Monday, January 11, 2016


I was another kid obsessed with David Bowie in high school. Modern Love was popular but my little group of friends, we listened to Ziggy and Aladdin Sane and Hunky Dory. Tricia and Mark used to pretend they were from another planet called X-Squared where you had purple hair and blue skin or was it blue hair and purple skin, and somehow the portal to this world had something to do with listening to Heroes. I found the planet game annoying, but I loved to lie on the floor in my room with Mark and listen to the songs and discuss them, and as a perpetually shy and nerdy kid, I felt proud of being a fan of someone so... I don't know, so great.

We saw him live at Angels Stadium. They covered the playing field with a vast false floor and filled the place. Every one of us down on the floor stood on our chairs through the entire show.

I think I saw him live once a year for most of my adult life, or at least every tour he did, up through Tin Machine when I left the circus and stopped seeing live shows much. Like Mark, who was my friend and then my best friend and then my boyfriend, my ex-husband had a huge thing for Bowie. I'm trying to remember how far we drove one time to see one of those concerts. Something like three hundred miles one way, and we drove it there and back to the circus in one day. My ex had a blue satin jacket that said MTV on it and, as always, he tried to get the back stage manager to let us back stage by claiming that he was a show promoter. Sometimes it worked, but with Bowie, who he wanted to meet most of all, it never did.

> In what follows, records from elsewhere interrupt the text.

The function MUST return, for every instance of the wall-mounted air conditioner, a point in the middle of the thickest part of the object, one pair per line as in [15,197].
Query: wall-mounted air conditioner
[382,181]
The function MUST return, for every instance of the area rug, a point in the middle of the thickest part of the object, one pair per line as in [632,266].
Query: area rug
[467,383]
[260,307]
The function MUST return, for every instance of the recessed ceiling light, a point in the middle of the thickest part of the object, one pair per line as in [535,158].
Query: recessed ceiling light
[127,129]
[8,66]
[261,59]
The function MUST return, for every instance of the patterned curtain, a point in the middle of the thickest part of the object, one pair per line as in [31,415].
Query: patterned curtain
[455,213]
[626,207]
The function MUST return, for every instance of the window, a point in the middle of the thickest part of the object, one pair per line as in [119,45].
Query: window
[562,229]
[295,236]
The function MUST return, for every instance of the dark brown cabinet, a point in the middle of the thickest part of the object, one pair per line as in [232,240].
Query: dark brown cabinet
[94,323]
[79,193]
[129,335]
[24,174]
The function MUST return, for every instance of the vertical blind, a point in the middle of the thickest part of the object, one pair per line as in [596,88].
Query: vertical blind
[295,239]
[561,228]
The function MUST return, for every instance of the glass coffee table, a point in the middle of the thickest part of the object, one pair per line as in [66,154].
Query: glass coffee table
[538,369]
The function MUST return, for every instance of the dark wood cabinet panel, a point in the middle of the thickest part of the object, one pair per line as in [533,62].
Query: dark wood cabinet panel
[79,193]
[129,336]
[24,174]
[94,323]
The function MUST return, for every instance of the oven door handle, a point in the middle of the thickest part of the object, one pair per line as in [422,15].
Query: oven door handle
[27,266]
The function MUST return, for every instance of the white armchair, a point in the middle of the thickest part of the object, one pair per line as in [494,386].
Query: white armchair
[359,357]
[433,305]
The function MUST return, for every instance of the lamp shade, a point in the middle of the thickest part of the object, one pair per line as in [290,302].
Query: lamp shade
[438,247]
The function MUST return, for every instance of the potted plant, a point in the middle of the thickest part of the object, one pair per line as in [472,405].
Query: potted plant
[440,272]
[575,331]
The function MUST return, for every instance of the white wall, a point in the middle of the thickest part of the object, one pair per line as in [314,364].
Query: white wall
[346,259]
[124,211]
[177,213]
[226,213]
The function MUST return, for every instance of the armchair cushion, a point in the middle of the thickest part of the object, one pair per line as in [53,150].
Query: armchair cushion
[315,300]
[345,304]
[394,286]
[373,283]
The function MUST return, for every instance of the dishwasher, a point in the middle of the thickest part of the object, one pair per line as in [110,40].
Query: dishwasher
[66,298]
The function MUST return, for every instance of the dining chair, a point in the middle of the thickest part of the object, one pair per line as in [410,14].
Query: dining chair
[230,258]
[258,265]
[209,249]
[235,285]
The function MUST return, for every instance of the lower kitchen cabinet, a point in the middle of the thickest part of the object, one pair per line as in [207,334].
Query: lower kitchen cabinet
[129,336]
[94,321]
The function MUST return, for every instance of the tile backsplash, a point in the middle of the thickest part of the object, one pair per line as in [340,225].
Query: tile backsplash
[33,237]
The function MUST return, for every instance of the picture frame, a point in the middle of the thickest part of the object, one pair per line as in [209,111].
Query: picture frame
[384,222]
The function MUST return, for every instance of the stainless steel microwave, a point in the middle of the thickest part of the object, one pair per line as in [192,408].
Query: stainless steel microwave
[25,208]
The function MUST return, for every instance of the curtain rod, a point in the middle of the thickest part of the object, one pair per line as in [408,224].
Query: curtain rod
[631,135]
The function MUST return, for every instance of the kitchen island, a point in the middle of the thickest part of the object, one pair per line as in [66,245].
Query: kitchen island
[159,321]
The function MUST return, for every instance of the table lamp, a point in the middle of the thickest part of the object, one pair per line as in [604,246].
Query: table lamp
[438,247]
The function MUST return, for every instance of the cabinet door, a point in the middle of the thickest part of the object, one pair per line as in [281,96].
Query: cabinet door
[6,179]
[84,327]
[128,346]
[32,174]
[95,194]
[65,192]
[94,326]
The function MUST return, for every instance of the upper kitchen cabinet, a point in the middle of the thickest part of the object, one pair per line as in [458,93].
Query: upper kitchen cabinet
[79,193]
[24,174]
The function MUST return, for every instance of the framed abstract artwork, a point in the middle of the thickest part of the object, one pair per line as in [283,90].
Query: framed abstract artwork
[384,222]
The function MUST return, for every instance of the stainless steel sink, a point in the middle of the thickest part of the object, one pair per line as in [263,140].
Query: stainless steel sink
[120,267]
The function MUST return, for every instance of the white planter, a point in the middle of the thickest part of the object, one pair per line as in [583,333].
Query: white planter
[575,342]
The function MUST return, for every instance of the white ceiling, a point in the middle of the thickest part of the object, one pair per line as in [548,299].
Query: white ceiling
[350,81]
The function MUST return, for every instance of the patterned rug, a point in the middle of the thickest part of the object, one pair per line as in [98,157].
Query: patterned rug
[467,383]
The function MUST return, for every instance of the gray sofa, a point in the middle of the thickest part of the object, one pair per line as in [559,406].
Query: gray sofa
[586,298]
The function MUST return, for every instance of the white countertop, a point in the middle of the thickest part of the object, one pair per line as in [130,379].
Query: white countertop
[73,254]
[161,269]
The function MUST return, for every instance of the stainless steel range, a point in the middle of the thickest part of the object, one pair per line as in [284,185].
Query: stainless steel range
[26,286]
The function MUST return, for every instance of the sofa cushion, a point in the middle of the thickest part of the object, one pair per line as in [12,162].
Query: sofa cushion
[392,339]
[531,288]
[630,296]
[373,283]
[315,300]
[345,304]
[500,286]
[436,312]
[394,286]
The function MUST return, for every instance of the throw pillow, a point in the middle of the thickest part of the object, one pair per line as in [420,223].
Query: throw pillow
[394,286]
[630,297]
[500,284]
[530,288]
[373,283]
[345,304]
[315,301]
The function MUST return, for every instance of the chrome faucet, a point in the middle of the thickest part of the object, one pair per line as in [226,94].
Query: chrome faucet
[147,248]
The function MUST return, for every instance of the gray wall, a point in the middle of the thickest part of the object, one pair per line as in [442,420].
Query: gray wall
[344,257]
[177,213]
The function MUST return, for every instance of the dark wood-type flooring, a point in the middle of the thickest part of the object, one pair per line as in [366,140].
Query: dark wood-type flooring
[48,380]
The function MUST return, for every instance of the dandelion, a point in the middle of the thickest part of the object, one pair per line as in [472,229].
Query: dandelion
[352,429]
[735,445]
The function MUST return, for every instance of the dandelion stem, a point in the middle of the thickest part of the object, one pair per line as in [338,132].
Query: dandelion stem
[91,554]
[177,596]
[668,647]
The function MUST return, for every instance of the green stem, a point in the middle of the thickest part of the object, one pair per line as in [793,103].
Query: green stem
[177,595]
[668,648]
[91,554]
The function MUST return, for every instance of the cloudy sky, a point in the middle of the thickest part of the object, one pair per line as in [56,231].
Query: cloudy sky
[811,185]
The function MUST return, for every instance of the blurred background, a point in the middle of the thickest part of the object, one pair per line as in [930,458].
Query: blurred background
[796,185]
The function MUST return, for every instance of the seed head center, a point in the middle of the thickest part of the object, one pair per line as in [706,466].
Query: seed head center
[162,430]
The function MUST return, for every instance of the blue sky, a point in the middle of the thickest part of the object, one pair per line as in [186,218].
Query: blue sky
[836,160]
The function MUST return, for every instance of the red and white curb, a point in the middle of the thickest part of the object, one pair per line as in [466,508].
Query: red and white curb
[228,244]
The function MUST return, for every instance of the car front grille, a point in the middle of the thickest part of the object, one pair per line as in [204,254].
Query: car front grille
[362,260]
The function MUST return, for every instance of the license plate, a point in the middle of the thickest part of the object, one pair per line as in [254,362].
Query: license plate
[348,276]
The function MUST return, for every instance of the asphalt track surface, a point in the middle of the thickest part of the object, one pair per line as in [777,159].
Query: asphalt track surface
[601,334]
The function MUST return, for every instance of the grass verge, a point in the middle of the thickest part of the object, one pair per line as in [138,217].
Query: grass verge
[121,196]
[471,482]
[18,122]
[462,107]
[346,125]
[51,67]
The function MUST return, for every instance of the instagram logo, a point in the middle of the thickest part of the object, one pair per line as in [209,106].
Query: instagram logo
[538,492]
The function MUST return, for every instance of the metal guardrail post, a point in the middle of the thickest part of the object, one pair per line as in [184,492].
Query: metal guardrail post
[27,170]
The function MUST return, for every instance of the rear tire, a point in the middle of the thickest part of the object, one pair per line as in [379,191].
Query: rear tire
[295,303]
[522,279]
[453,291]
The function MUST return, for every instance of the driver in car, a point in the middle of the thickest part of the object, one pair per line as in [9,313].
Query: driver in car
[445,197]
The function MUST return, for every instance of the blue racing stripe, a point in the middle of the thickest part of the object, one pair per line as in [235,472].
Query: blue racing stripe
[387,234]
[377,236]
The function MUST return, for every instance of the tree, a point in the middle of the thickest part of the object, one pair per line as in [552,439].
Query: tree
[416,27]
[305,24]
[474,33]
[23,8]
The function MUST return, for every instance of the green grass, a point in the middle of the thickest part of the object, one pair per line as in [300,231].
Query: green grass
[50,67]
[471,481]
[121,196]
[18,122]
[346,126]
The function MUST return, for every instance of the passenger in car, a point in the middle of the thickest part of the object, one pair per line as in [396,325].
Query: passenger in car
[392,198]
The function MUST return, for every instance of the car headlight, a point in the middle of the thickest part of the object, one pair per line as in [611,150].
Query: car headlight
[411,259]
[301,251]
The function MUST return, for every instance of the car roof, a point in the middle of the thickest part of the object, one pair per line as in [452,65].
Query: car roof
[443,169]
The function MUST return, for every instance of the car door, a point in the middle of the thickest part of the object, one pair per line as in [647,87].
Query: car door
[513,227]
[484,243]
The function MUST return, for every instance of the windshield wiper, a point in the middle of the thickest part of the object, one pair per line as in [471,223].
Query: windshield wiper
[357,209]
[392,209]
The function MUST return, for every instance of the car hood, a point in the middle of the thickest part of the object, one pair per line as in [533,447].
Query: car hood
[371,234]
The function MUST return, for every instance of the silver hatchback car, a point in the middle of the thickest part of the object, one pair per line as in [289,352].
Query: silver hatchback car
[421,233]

It's a weird world where it's possible for David Bowie not to be in it. Oddly, he's mentioned in two of the stories I edited for City of Weird, and is one of the only celebrities mentioned in the book. I could keep jabbering on, but I don't need to talk about all his amazing musical innovations, his way of reinventing himself, the many ways he affected our culture. Everyone else out there is doing a great job at that. I just want to think of lying on my bedroom floor listening to music that opened up that big high school wonder in me like almost nothing else did.